Radiotherapy can be given to treat symptoms related to cancer that are causing problems. These can happen because the growth of the tumour narrows the gullet, causing swallowing difficulties, or it can cause pain or bleeding. Radiotherapy can relieve this pressure by shrinking the tumour.
External beam radiotherapy is given from a radiotherapy machine outside the body.
This treatment is normally given as a number of short, daily treatments in a radiotherapy department. These are called treatment sessions
Internal radiotherapy (brachytherapy)
Brachytherapy is where radioactive implants such as seeds, pellets or wires that are put near or inside the tumour. The radioactivity only affects tissue that is very close to the implant. This means the tumour is treated, but healthy areas around it get much less radiotherapy. Areas of the body that are further away are not affected at all
Sometimes patients will begin treatment for oesophageal cancer with radiation therapy along with chemotherapy. This combination treatment is called chemoradiation. Having chemotherapy and radiotherapy together can make the side effects of treatment worse. It may not be suitable for people who have other health problems. Your cancer doctor or specialist nurse can give you more information about chemoradiation and its possible side effects.

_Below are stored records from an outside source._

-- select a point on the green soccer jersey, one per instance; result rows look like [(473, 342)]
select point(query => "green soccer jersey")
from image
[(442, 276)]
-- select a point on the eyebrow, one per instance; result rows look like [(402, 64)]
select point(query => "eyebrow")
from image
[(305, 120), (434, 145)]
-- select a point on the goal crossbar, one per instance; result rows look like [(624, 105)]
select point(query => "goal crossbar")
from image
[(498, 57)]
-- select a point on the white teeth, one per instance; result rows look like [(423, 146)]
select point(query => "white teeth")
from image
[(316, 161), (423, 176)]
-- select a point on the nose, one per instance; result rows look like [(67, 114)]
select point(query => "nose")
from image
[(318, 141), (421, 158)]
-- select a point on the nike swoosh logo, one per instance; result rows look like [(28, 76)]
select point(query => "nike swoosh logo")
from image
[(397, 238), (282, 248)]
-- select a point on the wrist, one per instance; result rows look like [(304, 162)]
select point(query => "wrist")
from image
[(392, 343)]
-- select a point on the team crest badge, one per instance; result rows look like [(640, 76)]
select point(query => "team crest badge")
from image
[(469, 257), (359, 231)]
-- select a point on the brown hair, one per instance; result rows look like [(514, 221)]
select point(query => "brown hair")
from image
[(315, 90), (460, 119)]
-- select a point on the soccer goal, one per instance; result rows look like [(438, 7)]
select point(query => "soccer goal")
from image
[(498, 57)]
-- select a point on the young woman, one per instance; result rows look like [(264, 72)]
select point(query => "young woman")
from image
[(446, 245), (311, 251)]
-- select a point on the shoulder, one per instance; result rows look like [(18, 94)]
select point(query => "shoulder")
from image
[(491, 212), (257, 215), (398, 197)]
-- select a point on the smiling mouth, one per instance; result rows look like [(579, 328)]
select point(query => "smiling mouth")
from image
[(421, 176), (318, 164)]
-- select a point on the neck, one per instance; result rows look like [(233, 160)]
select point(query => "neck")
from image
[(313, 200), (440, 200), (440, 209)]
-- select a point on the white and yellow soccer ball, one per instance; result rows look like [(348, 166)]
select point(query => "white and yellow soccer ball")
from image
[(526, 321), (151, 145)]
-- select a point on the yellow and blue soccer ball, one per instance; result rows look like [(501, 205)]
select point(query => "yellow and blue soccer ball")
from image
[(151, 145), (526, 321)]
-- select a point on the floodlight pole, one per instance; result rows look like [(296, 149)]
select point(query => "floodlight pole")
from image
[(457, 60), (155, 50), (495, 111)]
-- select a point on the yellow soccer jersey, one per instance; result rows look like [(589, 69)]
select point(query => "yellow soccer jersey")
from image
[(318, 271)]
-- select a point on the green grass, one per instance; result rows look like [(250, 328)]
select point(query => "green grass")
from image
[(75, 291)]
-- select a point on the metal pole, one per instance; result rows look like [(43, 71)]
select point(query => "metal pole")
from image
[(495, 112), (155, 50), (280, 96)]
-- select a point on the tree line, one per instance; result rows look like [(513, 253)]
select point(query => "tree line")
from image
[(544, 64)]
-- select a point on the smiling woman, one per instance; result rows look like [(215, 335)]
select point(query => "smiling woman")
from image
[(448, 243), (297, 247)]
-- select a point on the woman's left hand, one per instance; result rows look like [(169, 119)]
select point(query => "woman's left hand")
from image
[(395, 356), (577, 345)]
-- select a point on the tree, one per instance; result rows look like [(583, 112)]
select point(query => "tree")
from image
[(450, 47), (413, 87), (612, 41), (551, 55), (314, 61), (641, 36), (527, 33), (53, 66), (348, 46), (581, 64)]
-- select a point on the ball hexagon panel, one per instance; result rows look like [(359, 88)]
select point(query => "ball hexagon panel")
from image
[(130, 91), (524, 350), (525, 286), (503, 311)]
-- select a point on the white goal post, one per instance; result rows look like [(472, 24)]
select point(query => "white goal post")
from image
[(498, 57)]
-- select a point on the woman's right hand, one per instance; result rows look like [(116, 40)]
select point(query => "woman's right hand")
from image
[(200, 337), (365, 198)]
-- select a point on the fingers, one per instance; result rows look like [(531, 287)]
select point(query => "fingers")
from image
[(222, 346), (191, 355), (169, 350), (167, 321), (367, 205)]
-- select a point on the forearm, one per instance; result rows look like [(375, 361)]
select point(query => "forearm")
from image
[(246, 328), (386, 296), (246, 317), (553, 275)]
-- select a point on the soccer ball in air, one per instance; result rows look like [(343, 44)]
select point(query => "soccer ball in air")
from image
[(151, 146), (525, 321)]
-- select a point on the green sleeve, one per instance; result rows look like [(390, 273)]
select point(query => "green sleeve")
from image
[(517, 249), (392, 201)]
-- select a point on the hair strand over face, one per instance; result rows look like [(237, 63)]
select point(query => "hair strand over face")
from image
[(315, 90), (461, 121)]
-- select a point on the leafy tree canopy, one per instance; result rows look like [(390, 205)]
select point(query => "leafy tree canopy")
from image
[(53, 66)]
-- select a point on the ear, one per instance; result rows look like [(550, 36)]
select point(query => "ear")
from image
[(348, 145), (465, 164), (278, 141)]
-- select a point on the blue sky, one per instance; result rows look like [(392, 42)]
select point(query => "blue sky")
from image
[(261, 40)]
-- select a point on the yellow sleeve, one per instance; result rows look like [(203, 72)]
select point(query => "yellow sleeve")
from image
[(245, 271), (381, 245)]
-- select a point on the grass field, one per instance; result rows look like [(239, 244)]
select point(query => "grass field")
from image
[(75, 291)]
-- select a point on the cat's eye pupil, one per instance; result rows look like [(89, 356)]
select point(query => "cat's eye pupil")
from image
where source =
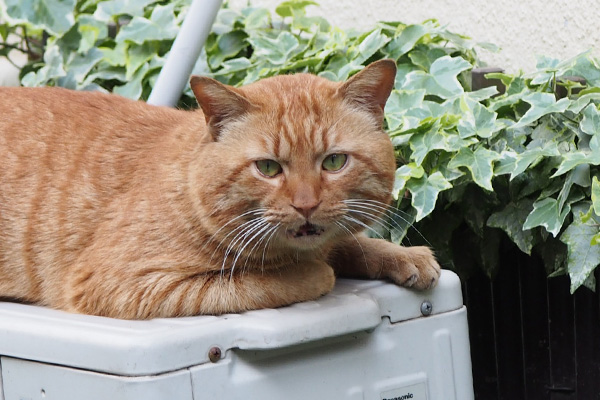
[(269, 168), (335, 162)]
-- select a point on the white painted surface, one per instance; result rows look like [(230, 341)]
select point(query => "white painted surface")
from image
[(523, 29), (365, 340)]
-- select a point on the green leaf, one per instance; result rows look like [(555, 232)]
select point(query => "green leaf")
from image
[(590, 123), (541, 104), (54, 16), (276, 51), (370, 45), (228, 46), (161, 25), (511, 220), (405, 173), (293, 7), (399, 103), (442, 77), (116, 57), (479, 162), (425, 191), (138, 55), (596, 195), (477, 120), (531, 157), (91, 30), (435, 138), (403, 43), (53, 69), (547, 213), (258, 18), (583, 256), (134, 88), (106, 11), (78, 67)]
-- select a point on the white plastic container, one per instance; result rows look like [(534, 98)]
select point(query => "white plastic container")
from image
[(365, 340)]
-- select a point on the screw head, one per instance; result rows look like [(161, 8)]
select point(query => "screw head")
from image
[(426, 308), (214, 354)]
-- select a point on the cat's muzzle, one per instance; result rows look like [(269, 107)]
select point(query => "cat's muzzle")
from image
[(305, 230)]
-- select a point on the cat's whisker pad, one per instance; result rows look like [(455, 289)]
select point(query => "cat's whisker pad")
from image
[(248, 202)]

If a tumour is blocking the oesophagus, it can make it hard to swallow, this is called dysphagia. In order to make it easier for you to swallow, your doctor may recommended that you get an oesophageal stent. The stent is a hollow tube that’s placed in your oesophagus in the area of the tumour to hold the area open. The stent expands to allow fluid and food to pass into the stomach more easily. A stent also prevents food and saliva going into the lungs and causing infection.
On the day of the procedure your doctor will use an endoscope to look into your oesophagus. An endoscope is a flexible tube with a camera that goes through your mouth into your oesophagus. The doctor will place the stent with a fluoroscopy (a real-time X-ray). After the stent is in the right position, you will be recovered and sent home. It is important to follow the instructions given to you when you leave hospital about slowly introducing food. The stent does not treat the cancer but will allow you to eat and drink more normally.
You may be eligible to take part in a clinical trial, which is a type of research study that investigates new or specialised therapies or treatments. While you are discussing therapy options with your care team, it is a good idea to ask about clinical trials that may be suitable for your condition and discuss whether participating may be right for you.
Being involved in a clinical trial may be beneficial in that you may access the latest treatments before they become generally available. Additionally, clinical trial participation is often associated with closer monitoring of your care and condition and potentially improved outcomes.
For further information on the latest upper GI cancer trials visit the Australian Gastro-Intestinal Cancer Trials Group (AGITG) website or visit the Clinical Trials New Zealand website.
Cancer Society New Zealand has developed a useful booklet with information for patients considering taking part in clinical trials: Cancer Clinical Trials: A guide for people considering taking part in a clinical trial
Depending on your treatment, your treatment team may consist of a number of different health professionals, such as:
General Practitioner – your GP looks after your general health and works with your specialists to coordinate treatment.
Gastroenterologist – specialises in diseases of the digestive system, can also perform endoscopy procedures.
Upper gastrointestinal (UGI) surgeon – specialises in surgery to treat diseases of the upper gastrointestinal system.
Medical oncologist – prescribes and coordinates chemotherapy treatment.
Radiation oncologist – prescribes and coordinates radiation therapy.
Cancer nurses – assist with treatment and provide information and support throughout your treatment.
Other allied health professionals – such as dietitians, exercise physiologists, social workers, pharmacists, speech pathologists and counsellors.